Entro il 2040 il Nord Italia potrebbe avere quasi 2 milioni e mezzo di residenti in meno rispetto agli attuali: si passerà dai 27,4 milioni di abitanti del 2023 a 25,1 milioni. Gli effetti si vedranno specie in Lombardia (-673mila), Piemonte (-493mila) e Veneto (-387mila). Nel Nord-est la riduzione sarà di 939mila persone, nel Nord-ovest di 1,4 milioni. La discesa sarà fin da subito rapida: -143mila unità all'anno nei prossimi sette anni in tutto il Nord Italia.
Non si tratta di ipotesi o di previsioni catastrofiche… Tutto questo, se non ci saranno nuove migrazioni o una decisa inversione nelle nascite.

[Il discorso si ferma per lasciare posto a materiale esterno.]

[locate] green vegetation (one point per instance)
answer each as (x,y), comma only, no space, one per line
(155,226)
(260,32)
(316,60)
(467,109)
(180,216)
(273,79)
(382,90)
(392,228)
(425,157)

Questa, infatti, è la semplice analisi matematica, tenendo conto del calo di nascite registrato negli ultimi decenni.
I tecnici la chiamano “glaciazione demografica” e se volessimo applicarci al gioco del "cancella la città", ovvero una lista del tutto soggettiva di città e centri che potrebbero 'sparire', se la perdita di abitanti fosse concentrata in esse, in Piemonte diverrebbero disabitate Alessandria, Asti, Cuneo, Moncalieri, Collegno, Rivoli, Nichelino, Vercelli e Biella.
La diminuzione della popolazione non sarà uniforme; saranno i centri più remoti e isolati, con minori servizi (sanità, scuole) e più basse prospettive di lavoro e vita sociale, a pagare il conto più salato. L'abbandono di questi luoghi farà venire meno, ad esempio, la manutenzione dei boschi e dei terreni, con conseguente aumento del rischio idrogeologico.
Meno abitanti significherà minore mercato interno, dunque più bassi consumi ma anche investimenti inferiori. Ci saranno sempre più anziani e diminuzione dei giovani; il mercato immobiliare subirà un forte contraccolpo, così come l'accumulo dei risparmi privati. La 'glaciazione' influirà naturalmente sui consumi: meno pannolini per neonati, più ausili sanitari per i vecchi.
Facendo sempre meno figli e cercando di evitare l’arrivo di nuovi migranti il destino è segnato. Poi non dite che non ce l’avevano detto.